Prime Bank has planned to more than double its SME loan portfolio to Tk 1,000 crore this year from around Tk 400 crore in 2008.

“SME financing can give a thrust to the banks at the moment when there is a declining demand from big investors,” said Helal Ahmed Chowdhury, managing director of Pubali Bank.

United Commercial Bank is also considering setting up a separate division for SME credit.

Officials said other banks including AB, Bank Asia, Dhaka, Dutch-Bangla, Islami, National and Standard banks would also boost SME credit this year.

Bangladesh's banking industry has long been ignoring the much-needed credit to the SMEs despite the sector's enormous contribution to the national economy.

Data show that industrial sector contributed around one-fourth of the country's gross domestic product worth $80 billion.

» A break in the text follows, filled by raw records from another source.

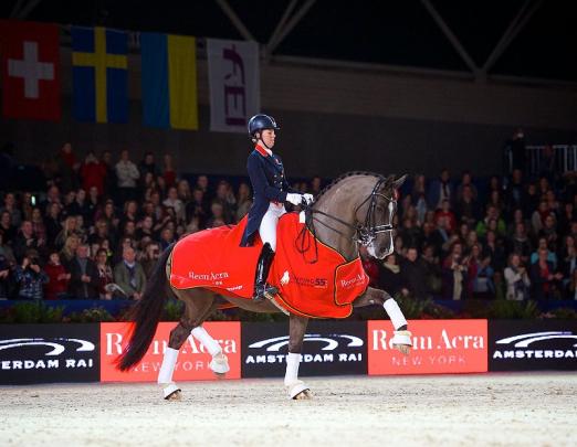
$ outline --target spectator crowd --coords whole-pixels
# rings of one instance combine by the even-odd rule
[[[45,190],[0,196],[0,299],[139,299],[167,246],[237,223],[252,203],[248,181],[200,174],[190,184],[169,155],[80,160],[66,143],[42,171]],[[516,167],[486,181],[448,170],[411,180],[395,253],[360,251],[371,285],[418,299],[577,299],[573,175],[524,178]],[[294,188],[316,194],[321,183]]]

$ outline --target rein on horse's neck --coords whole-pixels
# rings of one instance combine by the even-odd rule
[[[355,211],[370,195],[378,180],[378,175],[368,173],[344,177],[323,190],[313,204],[313,210],[329,214],[355,226]],[[352,227],[319,213],[313,212],[313,219],[315,234],[319,242],[336,249],[347,260],[358,256],[358,244]]]

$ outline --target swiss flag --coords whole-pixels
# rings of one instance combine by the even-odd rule
[[[3,116],[59,120],[59,25],[0,20],[0,53]]]

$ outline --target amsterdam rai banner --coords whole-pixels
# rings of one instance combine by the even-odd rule
[[[210,130],[245,132],[260,111],[259,45],[255,42],[207,40],[210,84]]]

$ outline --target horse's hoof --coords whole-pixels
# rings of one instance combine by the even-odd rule
[[[174,391],[165,397],[167,401],[182,401],[182,392],[180,390]]]
[[[293,397],[295,401],[310,401],[313,398],[313,392],[308,389],[302,391],[296,396]]]

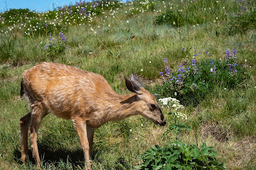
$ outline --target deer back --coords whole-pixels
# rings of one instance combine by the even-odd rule
[[[80,114],[88,120],[102,109],[106,98],[115,94],[101,75],[56,63],[43,62],[25,71],[22,83],[31,104],[40,102],[47,112],[65,119]]]

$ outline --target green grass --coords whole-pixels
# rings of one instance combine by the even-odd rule
[[[147,89],[154,92],[162,82],[159,72],[164,69],[163,58],[167,58],[171,69],[176,69],[180,63],[193,59],[194,46],[204,50],[204,44],[210,52],[210,57],[214,59],[223,60],[226,50],[235,48],[239,63],[247,65],[250,79],[234,89],[224,90],[225,87],[216,87],[197,105],[187,106],[184,112],[193,131],[182,132],[179,138],[186,143],[198,143],[200,146],[206,143],[207,146],[214,146],[219,153],[217,159],[223,162],[228,169],[254,169],[256,166],[255,27],[239,18],[234,20],[236,12],[240,12],[239,4],[243,2],[219,1],[216,4],[212,3],[212,1],[198,0],[195,4],[183,1],[182,3],[180,1],[151,2],[149,10],[147,9],[147,4],[129,2],[117,7],[118,10],[116,7],[113,8],[117,11],[113,15],[115,18],[110,15],[113,11],[104,10],[104,13],[94,15],[90,23],[88,20],[72,22],[66,27],[61,21],[63,27],[57,30],[51,25],[51,33],[56,39],[60,39],[60,31],[63,31],[65,45],[69,48],[54,57],[48,55],[42,46],[43,42],[49,41],[50,32],[47,31],[50,29],[38,34],[31,32],[28,36],[24,34],[24,31],[19,29],[20,20],[14,22],[15,25],[11,31],[8,29],[13,26],[12,21],[16,22],[18,18],[8,17],[5,24],[1,24],[0,169],[36,169],[31,152],[28,167],[19,164],[19,118],[29,111],[26,99],[19,97],[20,77],[25,69],[42,61],[76,66],[103,75],[118,94],[129,93],[124,76],[128,76],[133,73],[139,76]],[[180,5],[180,8],[177,5]],[[255,10],[255,6],[253,3],[247,6],[248,13],[243,18],[250,21],[254,16],[250,12]],[[170,7],[175,11],[183,9],[182,13],[193,13],[196,20],[194,22],[188,22],[186,16],[189,13],[184,13],[187,20],[182,26],[173,27],[168,23],[156,24],[156,16],[164,15]],[[206,7],[207,10],[204,10]],[[209,11],[209,7],[216,12]],[[45,14],[42,16],[42,13],[29,15],[35,20],[41,18],[44,21],[46,16]],[[0,15],[6,16],[2,13]],[[52,17],[46,18],[48,24],[54,22]],[[60,18],[59,17],[56,23]],[[26,23],[29,25],[28,20]],[[235,24],[236,29],[230,32],[230,28]],[[186,49],[186,53],[181,51],[182,48]],[[197,59],[204,57],[202,55]],[[170,95],[172,97],[175,97],[174,92]],[[166,126],[163,127],[156,127],[141,117],[134,117],[120,122],[108,122],[97,129],[93,169],[134,169],[141,163],[140,157],[144,151],[154,145],[167,146],[170,139],[164,138],[163,134],[172,117],[167,115],[168,110],[163,110],[163,113],[168,120]],[[175,134],[170,134],[170,139],[174,140]],[[44,118],[39,130],[38,143],[39,152],[44,156],[43,168],[84,169],[83,152],[70,120],[59,119],[52,115]]]

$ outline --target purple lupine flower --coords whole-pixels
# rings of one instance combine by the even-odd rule
[[[60,36],[62,42],[65,43],[66,38],[65,38],[64,34],[62,32],[60,32]]]
[[[196,59],[192,59],[191,61],[194,74],[198,74],[198,68],[196,67],[196,61],[197,60]]]
[[[212,75],[216,75],[217,71],[216,71],[216,67],[215,66],[213,66],[212,67]]]
[[[232,55],[233,59],[237,59],[236,50],[233,49],[233,50],[231,50],[231,55]]]
[[[192,85],[193,86],[193,87],[195,88],[195,89],[197,89],[197,85],[196,85],[196,83],[193,83],[192,84]]]
[[[229,51],[229,49],[226,50],[226,60],[229,60],[231,59],[231,55],[230,55],[230,52]]]
[[[212,64],[212,65],[213,65],[213,62],[212,62],[212,59],[210,59],[209,60],[209,62],[210,62],[209,64]]]
[[[54,38],[52,36],[52,33],[50,33],[50,36],[49,36],[49,40],[51,41],[54,41]]]

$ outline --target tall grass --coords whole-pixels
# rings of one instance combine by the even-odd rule
[[[227,49],[236,49],[237,62],[247,66],[246,71],[250,77],[230,88],[211,84],[212,89],[204,99],[185,107],[193,130],[181,132],[179,138],[186,143],[213,146],[219,153],[217,159],[228,169],[253,169],[256,32],[253,1],[110,1],[108,6],[107,1],[102,3],[102,9],[99,6],[92,10],[90,17],[87,10],[85,18],[77,9],[92,7],[92,4],[70,6],[72,15],[68,6],[64,11],[63,8],[38,13],[13,10],[0,13],[0,169],[36,169],[31,152],[28,166],[19,164],[19,118],[29,111],[27,101],[19,97],[20,76],[25,69],[42,61],[76,66],[102,74],[118,94],[129,92],[124,76],[133,73],[154,93],[159,87],[163,89],[159,75],[164,69],[163,58],[167,59],[170,70],[177,69],[180,63],[193,59],[194,46],[204,49],[204,44],[211,58],[216,60],[223,60]],[[67,17],[61,18],[61,12]],[[169,14],[172,17],[168,18]],[[173,16],[179,16],[179,27],[171,20],[175,18]],[[84,17],[82,21],[77,22],[79,17]],[[160,19],[163,22],[159,24],[156,21]],[[48,25],[45,27],[43,26],[40,31],[38,20]],[[51,55],[44,45],[49,46],[50,33],[56,41],[61,41],[61,31],[65,46],[69,49]],[[186,51],[182,51],[182,48]],[[205,59],[204,55],[198,57],[198,62]],[[172,97],[175,92],[171,91]],[[168,120],[165,127],[135,117],[108,122],[97,129],[93,169],[134,169],[141,163],[140,155],[145,150],[154,145],[166,146],[175,136],[163,136],[172,120],[167,109],[163,111]],[[46,117],[38,143],[44,158],[42,168],[84,169],[83,152],[71,121]]]

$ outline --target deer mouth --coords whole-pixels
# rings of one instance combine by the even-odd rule
[[[161,127],[161,126],[165,125],[166,124],[166,122],[164,120],[164,121],[161,121],[161,122],[159,122],[157,120],[156,120],[156,124],[157,125],[158,125],[159,127]]]

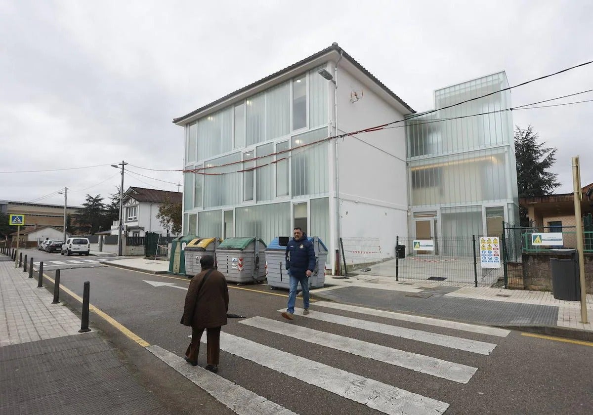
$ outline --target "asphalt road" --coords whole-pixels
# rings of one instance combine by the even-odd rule
[[[58,257],[60,256],[58,255]],[[48,275],[53,277],[54,272]],[[90,282],[90,301],[150,344],[183,356],[190,330],[179,324],[189,280],[154,275],[111,267],[65,269],[61,283],[82,296],[84,282]],[[170,285],[154,286],[146,281]],[[173,285],[170,285],[173,284]],[[345,350],[321,346],[321,336],[311,341],[272,333],[229,319],[225,333],[291,355],[374,379],[414,394],[448,404],[446,414],[589,414],[593,407],[593,347],[546,340],[511,331],[506,337],[393,320],[376,315],[311,306],[311,314],[327,313],[388,326],[404,327],[492,343],[489,355],[394,337],[373,330],[297,316],[283,321],[277,310],[285,308],[287,292],[266,286],[229,285],[229,311],[248,319],[264,317],[296,330],[301,327],[333,333],[372,344],[421,354],[477,368],[467,383],[421,373]],[[80,309],[69,296],[63,299]],[[300,299],[297,307],[302,307]],[[266,321],[264,321],[264,324]],[[268,323],[271,325],[271,323]],[[174,410],[184,413],[226,414],[231,411],[168,366],[123,336],[103,319],[91,314],[91,325],[117,345],[133,372],[146,387]],[[454,341],[451,341],[455,343]],[[372,345],[371,345],[372,346]],[[371,347],[369,346],[369,347]],[[225,345],[222,344],[224,347]],[[206,364],[205,347],[198,359]],[[287,365],[290,362],[287,360]],[[363,404],[255,363],[250,359],[221,352],[219,375],[299,414],[377,414]],[[359,385],[364,387],[364,384]],[[199,409],[196,409],[199,408]]]

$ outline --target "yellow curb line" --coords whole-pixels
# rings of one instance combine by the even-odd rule
[[[49,279],[50,281],[51,281],[54,284],[56,283],[56,282],[51,277],[49,277],[47,275],[46,275],[45,274],[43,274],[43,276],[45,277],[46,278],[47,278],[47,279]],[[78,300],[78,301],[79,301],[81,304],[82,303],[82,298],[81,298],[79,296],[78,296],[78,295],[77,294],[76,294],[76,293],[72,292],[72,291],[71,291],[70,290],[69,290],[66,287],[62,286],[61,284],[60,285],[60,290],[63,290],[63,291],[65,292],[66,292],[66,293],[68,293],[69,295],[71,295],[75,299],[76,299],[76,300]],[[140,344],[140,346],[142,346],[143,347],[146,347],[150,346],[150,343],[149,343],[148,341],[146,341],[146,340],[144,340],[143,339],[142,339],[139,336],[137,336],[136,334],[134,334],[129,329],[127,328],[126,327],[125,327],[124,325],[123,325],[120,323],[118,323],[113,317],[110,317],[109,315],[106,314],[105,312],[101,311],[100,309],[99,309],[98,308],[97,308],[95,306],[92,305],[91,304],[89,304],[88,305],[88,309],[89,309],[89,311],[93,311],[94,313],[95,313],[97,315],[98,315],[98,316],[102,317],[103,318],[104,318],[105,320],[107,321],[107,323],[109,323],[110,324],[111,324],[114,327],[115,327],[116,328],[117,328],[117,330],[119,330],[120,331],[121,331],[123,334],[123,335],[125,336],[126,337],[127,337],[128,339],[129,339],[130,340],[132,340],[133,341],[135,341],[136,343],[137,343],[138,344]]]
[[[570,339],[564,339],[563,337],[555,337],[553,336],[546,336],[545,334],[535,334],[531,333],[522,333],[521,336],[527,336],[530,337],[537,337],[538,339],[545,339],[548,340],[554,340],[555,341],[564,341],[565,343],[572,343],[574,344],[581,344],[582,346],[588,346],[593,347],[593,343],[591,341],[584,341],[583,340],[573,340]]]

Of the industrial contribution, SMEs alone account for around 90 percent.

Banks disregarded lending to the SMEs terming it an informal sector that is even unable to maintain the books of account. Higher management cost and risk have also discouraged the banks not to lend to the SMEs.

But the global financial crisis and its impacts on the local economy have made the banking industry think about giving large loans.

“SMEs are the future of Bangladesh. Although there is a high risk there, the return is better than other areas,” said AEA Muhaimen, managing director of BRAC Bank that has lent nearly Tk 8,000 crore to the SMEs since its inception in 2001.

The bankers however said the lending rate for SMEs must be higher than the corporate ones.

“Lending to SMEs at 10-12 percent is not viable,” the Prime Bank boss said.
On an average BRAC Bank lends some 8,000 SME customers annually.

“Over 90 percent of our SME loans are collateral-free. We cannot take the risk at 13 percent,” said AEA Muhaimen.

The Bangladesh Bank (BB) has recently made a highest limit of lending rate at 13 percent to help businesses survive following the impacts of the global financial crisis.

“SME loan is predominantly supervisory credit and requires more manpower to conduct supervision, monitoring and recovery works,” Helal Ahmed Chowdhury said.

Meanwhile, the BB has approved opening of 139 SME service centres by the banking sector in 2009. Last year some 88 centres were opened by different banks to help the SMEs with easy disbursement, recovery of loan and quicker delivery of remittances.

The BB also launched an SME Refinancing Scheme worth Tk 100 crore in 2004. In 2008-09 fiscal year, the fund was increased to Tk 500 crore to help the sector, which contributes more to employment generation.